So when I was deciding on a dessert to take to a family dinner last weekend, I didn’t hesitate to make something pumpkin themed. I had already made a Pumpkin Bundt Cake earlier in the week (recipe coming soon), so I wanted to make something different…enter this Carrot Pumpkin Bundt Cake with Cream Cheese Drizzle.
And when I say drizzle maybe we could call it splatter? Because I really did just splatter the icing all over the cake. All over. Messy, willy nilly and without apology. Without abandon.
And I love how it looks. It has a fancy yet rustic look, which is good news for those of us who can’t ice a cake like an expert. As I’ve admitted before, I cannot ice a cake for the life of me, so when I have a chance to splat icing on a cake I’ll take it.
Anyway, enough about the icing, the cake really is the star of this show. This is a moist, spicy and super delicious carrot cake. The addition of the pumpkin adds a gorgeous silky texture, and the spices bring up memories of fall. With the carrot and coconut, this cake is SO good. Perfect for breakfast, lunch, dinner…any time of the year.

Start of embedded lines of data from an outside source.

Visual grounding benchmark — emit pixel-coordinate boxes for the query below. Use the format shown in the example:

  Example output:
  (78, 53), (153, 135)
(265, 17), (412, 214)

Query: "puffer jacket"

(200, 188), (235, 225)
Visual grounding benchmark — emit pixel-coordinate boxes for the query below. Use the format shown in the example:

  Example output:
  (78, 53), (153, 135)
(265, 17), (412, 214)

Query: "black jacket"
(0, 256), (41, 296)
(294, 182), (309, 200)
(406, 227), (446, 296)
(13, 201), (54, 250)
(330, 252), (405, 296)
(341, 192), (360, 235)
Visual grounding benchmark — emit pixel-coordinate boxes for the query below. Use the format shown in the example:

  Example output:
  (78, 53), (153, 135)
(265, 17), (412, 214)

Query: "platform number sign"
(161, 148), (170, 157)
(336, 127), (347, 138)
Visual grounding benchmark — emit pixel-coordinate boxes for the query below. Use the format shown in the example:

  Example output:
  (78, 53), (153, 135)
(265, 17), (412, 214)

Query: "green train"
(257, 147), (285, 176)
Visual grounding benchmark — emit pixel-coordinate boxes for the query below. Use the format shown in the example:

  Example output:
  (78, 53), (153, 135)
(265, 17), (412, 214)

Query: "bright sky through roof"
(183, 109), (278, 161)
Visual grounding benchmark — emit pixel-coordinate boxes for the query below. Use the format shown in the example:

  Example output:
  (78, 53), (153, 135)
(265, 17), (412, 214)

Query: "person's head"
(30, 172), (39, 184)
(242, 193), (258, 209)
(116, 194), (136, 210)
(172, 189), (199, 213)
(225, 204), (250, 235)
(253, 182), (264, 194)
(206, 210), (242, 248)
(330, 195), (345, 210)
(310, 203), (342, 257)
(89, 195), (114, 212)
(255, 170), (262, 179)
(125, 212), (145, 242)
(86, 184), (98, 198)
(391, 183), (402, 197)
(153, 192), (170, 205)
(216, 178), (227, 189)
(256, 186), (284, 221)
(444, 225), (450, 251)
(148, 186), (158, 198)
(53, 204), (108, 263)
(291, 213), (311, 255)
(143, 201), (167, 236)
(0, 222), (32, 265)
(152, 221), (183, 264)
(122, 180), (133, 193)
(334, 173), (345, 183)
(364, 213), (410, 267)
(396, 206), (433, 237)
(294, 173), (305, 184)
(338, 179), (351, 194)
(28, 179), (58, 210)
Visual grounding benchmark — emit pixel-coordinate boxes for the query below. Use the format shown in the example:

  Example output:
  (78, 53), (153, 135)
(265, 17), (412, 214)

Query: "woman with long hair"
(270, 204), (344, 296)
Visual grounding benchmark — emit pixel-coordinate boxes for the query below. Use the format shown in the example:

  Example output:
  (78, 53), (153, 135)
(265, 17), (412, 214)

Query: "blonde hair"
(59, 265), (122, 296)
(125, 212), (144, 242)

PrintCarrot Pumpkin Bundt Cake
- Prep Time: 15 minutes
- Cook Time: 60 minutes
- Total Time: 75 minutes
- Yield: 6 1x
Ingredients
Carrot Pumpkin Bundt Cake:
- 1 3/4 cups flour
- 1 tbsp cinnamon
- 2 tsp baking soda
- 1 tsp baking powder
- 1/4 – 1/2 tsp nutmeg
- 1/2 tsp ground ginger
- 1/4 tsp salt
- 1 cup canned pure pumpkin
- 1 cup lightly packed brown sugar
- 3/4 cup buttermilk
- 1/4 cup vegetable oil
- 3 eggs
- 1 tsp vanilla
- 2 cups finely grated carrots
- 1/2 cups shredded sweetened coconut
- 1/2 cups walnuts (optional)
- 1/2 – 3/4 cup raisins (optional)
Cream Cheese Drizzle:
- 1 package of cream cheese (room temperature)
- 2 tbsp butter
- 1 cup icing sugar
- 1 – 2 tbsp cream (or milk)
Instructions
Carrot Pumpkin Bundt Cake:
- Preheat your oven to 350 degrees.
- Prepare a Bundt pan, by greasing and dusting it with flour. This cake is very moist so you need to do this step!

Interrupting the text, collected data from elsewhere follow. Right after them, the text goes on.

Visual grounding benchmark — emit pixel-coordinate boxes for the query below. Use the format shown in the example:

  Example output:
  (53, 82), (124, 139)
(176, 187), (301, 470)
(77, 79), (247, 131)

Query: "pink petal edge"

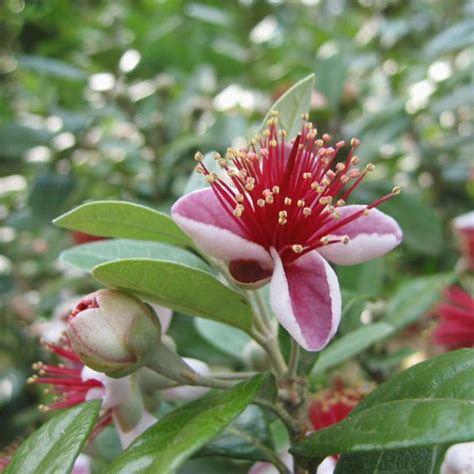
(270, 249), (341, 351)
(318, 205), (403, 265)
(171, 188), (273, 269)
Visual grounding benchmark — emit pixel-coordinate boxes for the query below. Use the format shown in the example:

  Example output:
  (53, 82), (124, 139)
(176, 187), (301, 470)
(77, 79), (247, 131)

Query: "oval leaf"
(109, 374), (272, 474)
(61, 239), (210, 272)
(291, 399), (474, 458)
(53, 201), (193, 247)
(195, 318), (251, 360)
(311, 323), (393, 377)
(5, 400), (100, 474)
(258, 74), (315, 137)
(92, 259), (252, 332)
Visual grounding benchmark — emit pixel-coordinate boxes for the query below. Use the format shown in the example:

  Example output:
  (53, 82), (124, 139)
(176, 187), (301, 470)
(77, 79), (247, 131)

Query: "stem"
(288, 338), (300, 381)
(211, 372), (258, 380)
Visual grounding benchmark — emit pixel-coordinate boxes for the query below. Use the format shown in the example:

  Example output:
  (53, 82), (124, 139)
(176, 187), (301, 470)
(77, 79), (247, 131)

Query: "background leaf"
(109, 374), (273, 474)
(258, 74), (315, 137)
(54, 201), (193, 247)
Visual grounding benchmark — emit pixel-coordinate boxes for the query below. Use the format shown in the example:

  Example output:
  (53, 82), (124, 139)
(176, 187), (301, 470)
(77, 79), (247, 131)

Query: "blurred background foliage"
(0, 0), (474, 460)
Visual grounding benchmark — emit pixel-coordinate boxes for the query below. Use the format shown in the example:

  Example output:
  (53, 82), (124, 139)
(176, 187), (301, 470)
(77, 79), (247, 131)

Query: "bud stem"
(146, 344), (234, 388)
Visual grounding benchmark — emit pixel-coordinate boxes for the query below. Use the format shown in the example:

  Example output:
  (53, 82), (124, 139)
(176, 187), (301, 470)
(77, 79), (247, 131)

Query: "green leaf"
(291, 399), (474, 458)
(198, 405), (276, 461)
(184, 152), (222, 194)
(194, 318), (251, 360)
(304, 349), (474, 474)
(61, 239), (210, 272)
(20, 54), (87, 81)
(92, 259), (252, 332)
(258, 74), (315, 137)
(383, 273), (454, 329)
(311, 323), (393, 377)
(316, 54), (347, 110)
(425, 18), (474, 57)
(53, 201), (193, 247)
(5, 400), (100, 474)
(109, 374), (273, 474)
(380, 193), (444, 255)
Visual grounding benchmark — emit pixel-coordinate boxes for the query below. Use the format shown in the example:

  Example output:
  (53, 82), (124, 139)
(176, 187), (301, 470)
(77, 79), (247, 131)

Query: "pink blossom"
(432, 286), (474, 349)
(172, 117), (402, 351)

- In a bowl combine the flour, cinnamon, baking soda, baking powder, nutmeg, ginger and salt. Set aside.
- In a mixer, combine the pumpkin, sugar, buttermilk, vegetable oil, eggs and vanilla. Mix well.
- Add the dry ingredients slowly to the wet mixture, and gently combine.
- Stir in the carrots, coconut, nuts, and raisins.
- Pour the cake batter into the prepared Bundt pan and bake for 1 hour, or until a toothpick inserted into the centre of the cake comes out clean.
- When done baking, cool the cake in the pan for 15 minutes before turning it out onto a cooling rack.
- When the cake has cooled completely, you can ice it!
Cream Cheese Drizzle:
- Beat together the cream cheese and butter until it is smooth.
- Slowly add the icing sugar and cream, and mix until smooth.
- Pipe the icing onto the cake – I like to use a ziplock bag and cut a corner, then drizzle it all over the cake. Be free with it and have fun!
If you love carrot or pumpkin, I really hope you try this recipe. You’ll want a second piece, trust me. Even the kids had seconds which amazed me…kids are funny with carrot cake sometimes, but this was very well received!
Enjoy and have a delicious day!
This looks Ah-mazing! I am with ya girl! If I don’t have to frost a cake then I am better off 🙂 So glad you are enjoying the coming of Fall as I am. Have a great week!
Thank you Angeline! I say simple & beautiful is best! Enjoy your fall! 🙂
Shared on my Facebook page … scheduled tomorrow. Best wishes, Linda @Crafts a la mode
This has just shown up on my Facebook feed. Was reading it, but then had to check out when you’d actually written the post when you said “we’ve had such a nice summer”. Being a fellow Calgarian, it made me wonder what part of the city you live in, as we certainly haven’t!! Lovely looking recipe, by the way!
Ha so true! This was from last summer when we actually had a summer! 😉
Such a super moist cake! Served it for early Thanksgiving meal & everyone loved it. Recipe definitely a keeper. Thank you
★★★★★
I love that! I’m so happy you enjoyed this recipe Teresa!